Я хорошо запомнил, как начинался этот страшный день. Дядя Леша Попов (царствие ему небесное, через месяц умер от лейкемии) постучался к нам в дверь, чего раньше никогда не делал, и, не дождавшись ответа, вошел в комнату, что тем более было совершенно необычно. Его серые в полоску холщовые штаны были заправлены в сапоги, ремень с армейской звездой сполз под набухший, нездоровый живот, в руках он держал развернутую газету.
— Читали? — спросил он без всякого предисловия. — Ваших-то все-таки разоблачили! («Кого? Что?» — вскочила со стула мама.) Ишь они что сделать-то хотели, ваши-то — всех хотели убить. Хитрые, ничего не скажешь. Ну и наши тоже не промах, раскусили. Ну, правда, — продолжал он невозмутимо под маминым, слезами наполненным взглядом, — кое-кого они все же успели. Но энто им, конечно, зачтется. Хотя тех, конечно, не вернешь. Но зато уж энтим покажут. Теперь-то вам все, теперь вам крышка, энто уж ясное дело. Так оно и выходит, сколько волка ни корми…
— Леша, что там, что случилось? — выдавила наконец мама.
— Да ну? Не читала? Ну вот, все читали, а тут… Сапожник, как говорится, и без энтого… На, почитай, потом вернешь.
Повернулся и вышел.
Сколько мы просидели над этой газетой? Сколько раз прочли от начала до конца, от середины — в обе стороны. Каждое слово — как лед за воротник.

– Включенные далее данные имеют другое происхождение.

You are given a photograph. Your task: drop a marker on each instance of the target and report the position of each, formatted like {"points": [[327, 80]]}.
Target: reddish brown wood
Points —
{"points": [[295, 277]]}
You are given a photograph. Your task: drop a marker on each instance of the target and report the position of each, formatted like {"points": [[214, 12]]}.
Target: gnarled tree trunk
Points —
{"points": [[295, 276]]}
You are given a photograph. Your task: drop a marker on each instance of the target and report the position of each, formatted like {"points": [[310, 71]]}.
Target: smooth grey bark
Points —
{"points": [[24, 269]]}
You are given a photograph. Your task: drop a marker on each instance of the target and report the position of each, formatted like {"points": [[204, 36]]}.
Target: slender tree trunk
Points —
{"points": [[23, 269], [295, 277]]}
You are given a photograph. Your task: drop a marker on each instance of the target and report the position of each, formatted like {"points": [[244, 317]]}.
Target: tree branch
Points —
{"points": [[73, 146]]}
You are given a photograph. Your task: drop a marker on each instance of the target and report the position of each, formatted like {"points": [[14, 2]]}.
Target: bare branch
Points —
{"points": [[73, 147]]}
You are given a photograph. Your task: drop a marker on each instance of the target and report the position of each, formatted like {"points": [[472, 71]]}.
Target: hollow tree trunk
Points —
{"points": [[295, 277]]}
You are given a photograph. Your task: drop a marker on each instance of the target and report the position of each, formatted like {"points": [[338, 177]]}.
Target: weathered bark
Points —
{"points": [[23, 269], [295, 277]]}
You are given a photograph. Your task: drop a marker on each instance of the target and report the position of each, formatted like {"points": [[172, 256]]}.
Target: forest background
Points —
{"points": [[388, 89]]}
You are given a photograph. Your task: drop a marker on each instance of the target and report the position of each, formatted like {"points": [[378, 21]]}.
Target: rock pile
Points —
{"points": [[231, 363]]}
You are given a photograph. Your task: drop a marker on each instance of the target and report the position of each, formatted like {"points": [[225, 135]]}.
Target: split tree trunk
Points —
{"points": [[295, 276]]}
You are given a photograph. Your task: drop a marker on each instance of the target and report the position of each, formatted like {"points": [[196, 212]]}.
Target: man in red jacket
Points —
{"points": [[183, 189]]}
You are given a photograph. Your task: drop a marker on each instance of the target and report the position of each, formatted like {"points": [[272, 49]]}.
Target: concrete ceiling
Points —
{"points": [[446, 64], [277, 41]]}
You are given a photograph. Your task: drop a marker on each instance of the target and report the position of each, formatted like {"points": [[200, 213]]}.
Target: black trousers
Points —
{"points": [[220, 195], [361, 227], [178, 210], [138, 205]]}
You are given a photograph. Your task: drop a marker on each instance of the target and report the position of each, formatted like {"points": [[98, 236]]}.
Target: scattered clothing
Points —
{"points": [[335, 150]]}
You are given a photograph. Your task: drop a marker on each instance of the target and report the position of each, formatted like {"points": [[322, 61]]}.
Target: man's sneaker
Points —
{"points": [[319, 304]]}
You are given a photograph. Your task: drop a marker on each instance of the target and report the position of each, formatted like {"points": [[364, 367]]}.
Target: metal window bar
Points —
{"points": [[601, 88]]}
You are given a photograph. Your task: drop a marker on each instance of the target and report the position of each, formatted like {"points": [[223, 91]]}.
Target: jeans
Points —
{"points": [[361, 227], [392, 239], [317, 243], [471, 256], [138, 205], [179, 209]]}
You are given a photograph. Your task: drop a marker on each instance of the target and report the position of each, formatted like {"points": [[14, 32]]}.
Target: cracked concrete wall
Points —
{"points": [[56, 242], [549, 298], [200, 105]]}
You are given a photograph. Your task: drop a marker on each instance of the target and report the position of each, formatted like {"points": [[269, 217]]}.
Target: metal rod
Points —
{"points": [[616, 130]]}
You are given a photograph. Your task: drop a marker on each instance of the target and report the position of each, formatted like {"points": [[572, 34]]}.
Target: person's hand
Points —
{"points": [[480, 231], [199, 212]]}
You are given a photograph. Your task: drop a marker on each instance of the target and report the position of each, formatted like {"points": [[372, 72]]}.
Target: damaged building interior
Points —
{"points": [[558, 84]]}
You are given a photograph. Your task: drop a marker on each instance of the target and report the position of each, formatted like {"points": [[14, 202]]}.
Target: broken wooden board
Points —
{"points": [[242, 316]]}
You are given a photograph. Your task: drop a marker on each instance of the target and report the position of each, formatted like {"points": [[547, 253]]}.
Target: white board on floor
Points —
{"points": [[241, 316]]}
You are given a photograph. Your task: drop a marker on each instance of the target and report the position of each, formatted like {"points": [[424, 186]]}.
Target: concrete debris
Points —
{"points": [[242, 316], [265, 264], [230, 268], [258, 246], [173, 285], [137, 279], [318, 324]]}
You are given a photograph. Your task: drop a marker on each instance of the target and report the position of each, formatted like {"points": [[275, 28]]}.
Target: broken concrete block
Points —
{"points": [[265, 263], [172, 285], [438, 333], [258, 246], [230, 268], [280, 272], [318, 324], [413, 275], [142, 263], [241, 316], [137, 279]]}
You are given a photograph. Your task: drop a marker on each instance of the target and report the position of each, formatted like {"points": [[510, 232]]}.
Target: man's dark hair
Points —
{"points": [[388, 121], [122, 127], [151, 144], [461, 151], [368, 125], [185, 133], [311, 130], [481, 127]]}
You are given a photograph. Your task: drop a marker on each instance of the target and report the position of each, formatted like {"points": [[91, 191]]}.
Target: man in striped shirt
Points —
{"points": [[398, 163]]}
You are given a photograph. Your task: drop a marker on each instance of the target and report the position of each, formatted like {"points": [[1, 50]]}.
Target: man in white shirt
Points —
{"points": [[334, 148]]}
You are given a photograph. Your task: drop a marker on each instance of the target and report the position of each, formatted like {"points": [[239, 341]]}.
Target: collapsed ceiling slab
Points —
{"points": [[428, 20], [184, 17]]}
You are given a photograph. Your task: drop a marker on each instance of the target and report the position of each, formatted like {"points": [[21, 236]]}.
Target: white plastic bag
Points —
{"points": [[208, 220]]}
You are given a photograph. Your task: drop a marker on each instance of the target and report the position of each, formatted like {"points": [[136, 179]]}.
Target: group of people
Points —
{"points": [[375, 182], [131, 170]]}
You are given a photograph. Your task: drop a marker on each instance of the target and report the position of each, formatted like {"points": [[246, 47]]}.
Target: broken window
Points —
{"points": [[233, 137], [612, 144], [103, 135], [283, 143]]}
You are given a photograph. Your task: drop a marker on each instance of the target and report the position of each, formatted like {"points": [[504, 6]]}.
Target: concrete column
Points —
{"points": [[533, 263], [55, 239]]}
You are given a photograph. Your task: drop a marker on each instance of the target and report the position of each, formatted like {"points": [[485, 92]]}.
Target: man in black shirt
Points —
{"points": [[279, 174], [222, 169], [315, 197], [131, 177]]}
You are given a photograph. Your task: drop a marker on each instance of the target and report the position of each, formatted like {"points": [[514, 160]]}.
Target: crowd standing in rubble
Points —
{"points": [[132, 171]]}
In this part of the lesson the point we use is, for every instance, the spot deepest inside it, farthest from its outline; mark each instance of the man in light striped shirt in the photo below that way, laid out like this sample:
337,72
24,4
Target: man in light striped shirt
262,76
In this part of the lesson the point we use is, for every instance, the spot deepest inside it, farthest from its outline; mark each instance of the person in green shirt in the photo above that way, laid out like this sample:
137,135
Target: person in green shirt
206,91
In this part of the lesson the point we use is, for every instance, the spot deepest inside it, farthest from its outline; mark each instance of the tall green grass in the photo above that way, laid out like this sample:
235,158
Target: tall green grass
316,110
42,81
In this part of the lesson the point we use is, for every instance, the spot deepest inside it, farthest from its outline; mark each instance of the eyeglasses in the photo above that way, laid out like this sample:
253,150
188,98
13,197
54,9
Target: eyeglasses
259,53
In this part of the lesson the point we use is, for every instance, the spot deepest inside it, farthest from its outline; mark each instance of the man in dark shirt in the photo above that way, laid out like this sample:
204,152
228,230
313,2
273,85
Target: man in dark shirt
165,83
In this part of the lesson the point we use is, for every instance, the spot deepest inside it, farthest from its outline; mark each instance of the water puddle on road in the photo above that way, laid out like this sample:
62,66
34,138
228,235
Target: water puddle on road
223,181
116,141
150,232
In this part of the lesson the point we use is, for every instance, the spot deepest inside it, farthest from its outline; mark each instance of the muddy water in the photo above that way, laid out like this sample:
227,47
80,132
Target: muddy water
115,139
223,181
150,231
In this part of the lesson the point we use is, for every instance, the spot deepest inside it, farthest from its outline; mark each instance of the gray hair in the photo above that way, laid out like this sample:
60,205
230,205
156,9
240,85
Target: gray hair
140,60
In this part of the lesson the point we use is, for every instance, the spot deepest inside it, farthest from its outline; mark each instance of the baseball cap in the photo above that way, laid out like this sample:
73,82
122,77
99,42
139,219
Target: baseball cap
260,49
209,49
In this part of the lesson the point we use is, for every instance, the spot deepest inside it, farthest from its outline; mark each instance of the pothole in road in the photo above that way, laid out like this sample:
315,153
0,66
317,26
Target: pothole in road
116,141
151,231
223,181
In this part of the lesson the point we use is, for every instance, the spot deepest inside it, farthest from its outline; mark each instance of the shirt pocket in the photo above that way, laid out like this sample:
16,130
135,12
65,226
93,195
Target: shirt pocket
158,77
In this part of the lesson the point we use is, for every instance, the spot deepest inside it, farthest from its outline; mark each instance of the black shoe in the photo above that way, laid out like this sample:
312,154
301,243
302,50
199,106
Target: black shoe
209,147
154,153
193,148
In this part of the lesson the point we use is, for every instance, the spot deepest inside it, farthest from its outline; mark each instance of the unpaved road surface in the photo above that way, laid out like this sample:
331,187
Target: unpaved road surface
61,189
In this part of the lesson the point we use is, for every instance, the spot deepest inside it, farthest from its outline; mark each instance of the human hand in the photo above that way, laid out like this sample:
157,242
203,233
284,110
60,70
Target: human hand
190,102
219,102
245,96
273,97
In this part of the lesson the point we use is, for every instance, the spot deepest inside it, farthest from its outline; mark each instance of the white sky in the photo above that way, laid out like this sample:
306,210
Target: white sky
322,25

— Господи! — стонала мама. — Что теперь с нами будет! И ведь все такие знаменитые, все обеспеченные, все как сыр в масле катались. Господи, ну чего им еще не хватало? Из-за них, из-за таких, как они, только из-за них все наши несчастья!..

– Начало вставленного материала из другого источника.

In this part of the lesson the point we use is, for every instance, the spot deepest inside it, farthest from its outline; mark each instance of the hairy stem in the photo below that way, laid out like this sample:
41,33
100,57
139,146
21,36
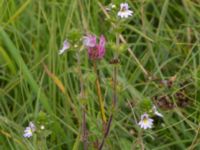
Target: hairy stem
82,97
100,98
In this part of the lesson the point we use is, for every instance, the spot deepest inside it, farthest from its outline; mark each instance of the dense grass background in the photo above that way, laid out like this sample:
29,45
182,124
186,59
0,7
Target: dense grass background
163,34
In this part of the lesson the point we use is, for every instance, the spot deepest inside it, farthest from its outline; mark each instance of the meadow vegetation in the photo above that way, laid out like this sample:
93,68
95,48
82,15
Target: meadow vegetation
77,102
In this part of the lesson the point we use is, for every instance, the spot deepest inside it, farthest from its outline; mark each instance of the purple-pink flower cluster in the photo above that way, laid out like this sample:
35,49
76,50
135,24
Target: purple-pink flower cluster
95,50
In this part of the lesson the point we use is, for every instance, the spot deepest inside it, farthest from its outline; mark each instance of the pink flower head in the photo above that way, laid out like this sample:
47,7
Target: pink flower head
96,51
89,41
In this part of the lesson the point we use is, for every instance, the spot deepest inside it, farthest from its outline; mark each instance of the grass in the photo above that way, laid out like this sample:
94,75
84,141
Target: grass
162,40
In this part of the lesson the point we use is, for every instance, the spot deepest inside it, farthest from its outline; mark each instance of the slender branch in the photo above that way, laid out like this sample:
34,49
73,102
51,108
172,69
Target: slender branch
101,102
114,100
82,96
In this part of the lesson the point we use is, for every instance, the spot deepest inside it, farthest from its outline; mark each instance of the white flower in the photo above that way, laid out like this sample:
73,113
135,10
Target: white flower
124,11
28,132
145,121
66,46
156,112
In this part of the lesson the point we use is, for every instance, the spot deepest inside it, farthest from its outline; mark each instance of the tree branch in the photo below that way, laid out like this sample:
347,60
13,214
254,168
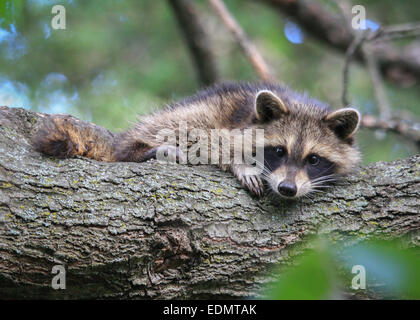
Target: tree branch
397,65
250,50
149,230
197,40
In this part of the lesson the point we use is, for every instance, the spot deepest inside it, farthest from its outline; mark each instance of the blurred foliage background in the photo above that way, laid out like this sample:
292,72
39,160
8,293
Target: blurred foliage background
120,58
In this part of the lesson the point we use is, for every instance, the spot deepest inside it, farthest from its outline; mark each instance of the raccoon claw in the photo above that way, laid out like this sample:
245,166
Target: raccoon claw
166,153
254,184
251,182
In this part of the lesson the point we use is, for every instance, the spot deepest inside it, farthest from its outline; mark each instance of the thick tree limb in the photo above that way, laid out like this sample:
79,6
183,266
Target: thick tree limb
129,230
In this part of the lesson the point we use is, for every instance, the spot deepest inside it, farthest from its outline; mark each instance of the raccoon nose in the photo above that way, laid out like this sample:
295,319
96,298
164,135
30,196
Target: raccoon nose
287,189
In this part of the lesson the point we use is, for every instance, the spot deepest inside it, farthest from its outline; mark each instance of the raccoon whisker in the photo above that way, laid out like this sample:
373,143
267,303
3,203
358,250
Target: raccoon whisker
324,177
322,182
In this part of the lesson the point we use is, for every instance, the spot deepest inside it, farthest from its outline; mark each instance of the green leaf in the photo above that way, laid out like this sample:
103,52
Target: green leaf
10,11
311,279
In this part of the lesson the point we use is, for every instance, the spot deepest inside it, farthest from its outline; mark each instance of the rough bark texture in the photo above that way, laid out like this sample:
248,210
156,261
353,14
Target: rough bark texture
129,230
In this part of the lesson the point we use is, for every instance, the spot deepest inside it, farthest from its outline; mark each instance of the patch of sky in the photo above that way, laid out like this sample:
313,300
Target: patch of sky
293,32
14,94
13,42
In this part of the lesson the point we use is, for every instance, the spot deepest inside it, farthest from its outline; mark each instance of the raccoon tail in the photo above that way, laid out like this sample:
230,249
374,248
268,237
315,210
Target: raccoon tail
63,136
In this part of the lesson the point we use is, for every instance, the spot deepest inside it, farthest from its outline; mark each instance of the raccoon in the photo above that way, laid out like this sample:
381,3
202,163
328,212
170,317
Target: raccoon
306,145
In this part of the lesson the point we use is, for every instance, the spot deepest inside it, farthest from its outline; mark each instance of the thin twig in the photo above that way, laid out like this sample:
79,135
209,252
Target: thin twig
246,45
377,81
410,131
371,63
354,46
197,40
395,32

Я учился тогда во вторую смену, успел еще напереживаться дома, кое-как сделал уроки и поплелся…
4
Но тут, я чувствую, начинается как бы бег по кругу. Я наступаю на собственные следы. Лагерь или школа — какая разница! Повтор же — далеко не всегда рефрен, это звание надо еще заработать. И я с сожалением должен признать, что не чувство объективной необходимости, но простое желание говорить побуждает меня возвращаться на эти круги. Я не только не вскрою причин — я даже не выявлю сути. Я, в лучшем случае, передам ощущение, но что же с ним дальше делать читателю? Кому он нужен, такой подарок, не всякий еще и возьмет…

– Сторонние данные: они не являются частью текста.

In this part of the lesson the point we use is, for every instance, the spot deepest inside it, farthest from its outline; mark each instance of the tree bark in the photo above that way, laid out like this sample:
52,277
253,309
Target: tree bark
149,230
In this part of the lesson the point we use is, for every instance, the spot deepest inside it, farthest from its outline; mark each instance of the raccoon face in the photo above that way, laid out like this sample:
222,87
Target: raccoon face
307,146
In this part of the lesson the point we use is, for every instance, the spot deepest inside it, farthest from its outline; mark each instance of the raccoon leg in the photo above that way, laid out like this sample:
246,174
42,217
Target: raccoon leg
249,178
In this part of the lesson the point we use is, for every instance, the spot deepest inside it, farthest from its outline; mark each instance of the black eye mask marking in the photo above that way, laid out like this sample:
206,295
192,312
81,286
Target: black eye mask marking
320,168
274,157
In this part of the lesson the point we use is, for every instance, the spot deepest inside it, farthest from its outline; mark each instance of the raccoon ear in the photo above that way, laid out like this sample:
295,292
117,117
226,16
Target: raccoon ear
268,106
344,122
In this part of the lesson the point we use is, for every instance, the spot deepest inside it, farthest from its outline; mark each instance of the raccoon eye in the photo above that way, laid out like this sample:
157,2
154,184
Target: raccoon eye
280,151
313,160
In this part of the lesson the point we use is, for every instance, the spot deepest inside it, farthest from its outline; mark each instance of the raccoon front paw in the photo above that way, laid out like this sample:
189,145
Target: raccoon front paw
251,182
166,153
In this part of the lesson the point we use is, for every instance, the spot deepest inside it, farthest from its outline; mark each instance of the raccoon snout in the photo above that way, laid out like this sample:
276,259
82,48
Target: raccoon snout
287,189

Мы живем, соответствуя обстоятельствам, применясь к требованиям момента. Мы живем, как автобусные пассажиры: пробираемся тяжко и суетливо в спрессованном слое таких же, как мы, и раздутый портфель, где в одном отделении книги и папки, а в другом — пакет гниловатой картошки, две пачки пельменей и батон за тринадцать копеек, немыслимый этот портфель буксует сзади в чьих-то ногах, на ходу различая на грубую ощупь чулки и штанины. И пока мы движемся так вперед — а мы движемся точно вперед, один из немногих случаев, когда в этом есть полная ясность, — мы меняемся неузнаваемо. Мгновенное бытие формирует наше сознание, и тот, кто стоял у входа, один человек, а тот, кто стоит у выхода, совершенно другой, хотя бы и с тем же портфелем…
— Какой ужас! — говорит мой приятель, чистейший и искреннейший человек. — Какой ужас, я прекрасно тебя понимаю. Но поверь и мне, у нас в классе было трое
— Нет, — говорю я ему, — я тебе не верю. Ты не врешь, но ты ошибаешься. Ты когда-нибудь спрашивал этих троих, любого из них, ну не Сеньку Вайнштейна, любого другого из оставшихся двух, спрашивал ты когда-нибудь, бывало ли с ними
— Ну нет, — отвечает он, — я не спрашивал, мне и в голову не приходило. Да и как бы я вдруг спросил ни с того ни с сего, я попал бы в дурацкое положение.